Monday, December 17, 2012

Sample Burp Suite extension: custom editor tab

This extension demonstrates how you can extend Burp's own HTTP message editor to handle the display and editing of unsupported data formats. This capability can let you handle custom serialization implemented by specific applications, or any other data format that Burp does not natively support.

In the past, some extensions have handled unsupported serialization formats by hooking into Burp's HTTP stack, and modifying incoming and outgoing messages, in order to unpack and repack the serialized data. Although this approach can work, it is quite restricted in the type of data it can handle. And it is also inelegant: it would be preferable to customize Burp to understand the custom format itself, rather than tampering with the integrity of HTTP messages.

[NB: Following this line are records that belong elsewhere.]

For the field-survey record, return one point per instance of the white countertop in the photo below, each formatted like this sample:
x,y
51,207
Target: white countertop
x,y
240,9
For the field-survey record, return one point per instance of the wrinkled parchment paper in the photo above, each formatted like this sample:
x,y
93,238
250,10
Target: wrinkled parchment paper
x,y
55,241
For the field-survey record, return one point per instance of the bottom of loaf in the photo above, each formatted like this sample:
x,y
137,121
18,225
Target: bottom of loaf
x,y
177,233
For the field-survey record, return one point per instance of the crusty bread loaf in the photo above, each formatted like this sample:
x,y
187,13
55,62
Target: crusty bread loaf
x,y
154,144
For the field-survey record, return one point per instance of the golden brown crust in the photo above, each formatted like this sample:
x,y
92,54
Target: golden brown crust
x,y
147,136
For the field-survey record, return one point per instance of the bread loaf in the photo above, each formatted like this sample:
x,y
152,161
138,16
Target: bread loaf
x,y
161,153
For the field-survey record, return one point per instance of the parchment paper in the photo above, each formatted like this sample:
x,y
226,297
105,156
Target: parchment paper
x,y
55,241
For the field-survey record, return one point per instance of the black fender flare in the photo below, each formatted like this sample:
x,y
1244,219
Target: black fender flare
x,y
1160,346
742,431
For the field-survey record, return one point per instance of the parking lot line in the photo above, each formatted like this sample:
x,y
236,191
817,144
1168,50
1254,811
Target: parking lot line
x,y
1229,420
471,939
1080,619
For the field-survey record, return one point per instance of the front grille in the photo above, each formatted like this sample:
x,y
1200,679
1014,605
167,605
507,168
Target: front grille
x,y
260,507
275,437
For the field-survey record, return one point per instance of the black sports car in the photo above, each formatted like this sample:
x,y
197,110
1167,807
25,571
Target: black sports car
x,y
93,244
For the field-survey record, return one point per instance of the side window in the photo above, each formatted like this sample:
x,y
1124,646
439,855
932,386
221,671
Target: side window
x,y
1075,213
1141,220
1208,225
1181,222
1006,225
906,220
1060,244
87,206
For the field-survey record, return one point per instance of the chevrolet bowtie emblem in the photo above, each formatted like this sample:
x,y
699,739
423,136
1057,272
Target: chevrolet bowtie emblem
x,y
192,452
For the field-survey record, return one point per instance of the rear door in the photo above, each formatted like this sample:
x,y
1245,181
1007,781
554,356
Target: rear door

The new extensibility API lets you add custom tabs to Burp's HTTP message editor. When a message is about to be displayed, Burp will ask the tab whether it can handle the message. If so, the custom tab will be shown in the editor, and can support rendering and editing of the message within its own UI:

The sample extension uses an artificially simple serialization format: the serialized data is simply Base64-encoded within a request parameter. This example was chosen so as to keep the code that handles the serialization as simple as possible. But the format itself isn't the point: what matters is that you can now easily extend Burp to understand any format that you may encounter in a test.

As well as the new API for adding message editor tabs, this example also makes use of Burp's new helper methods, to carry out common tasks such as parsing and updating request parameters, encoding and decoding data in different formats, and conversion of data between String and byte forms.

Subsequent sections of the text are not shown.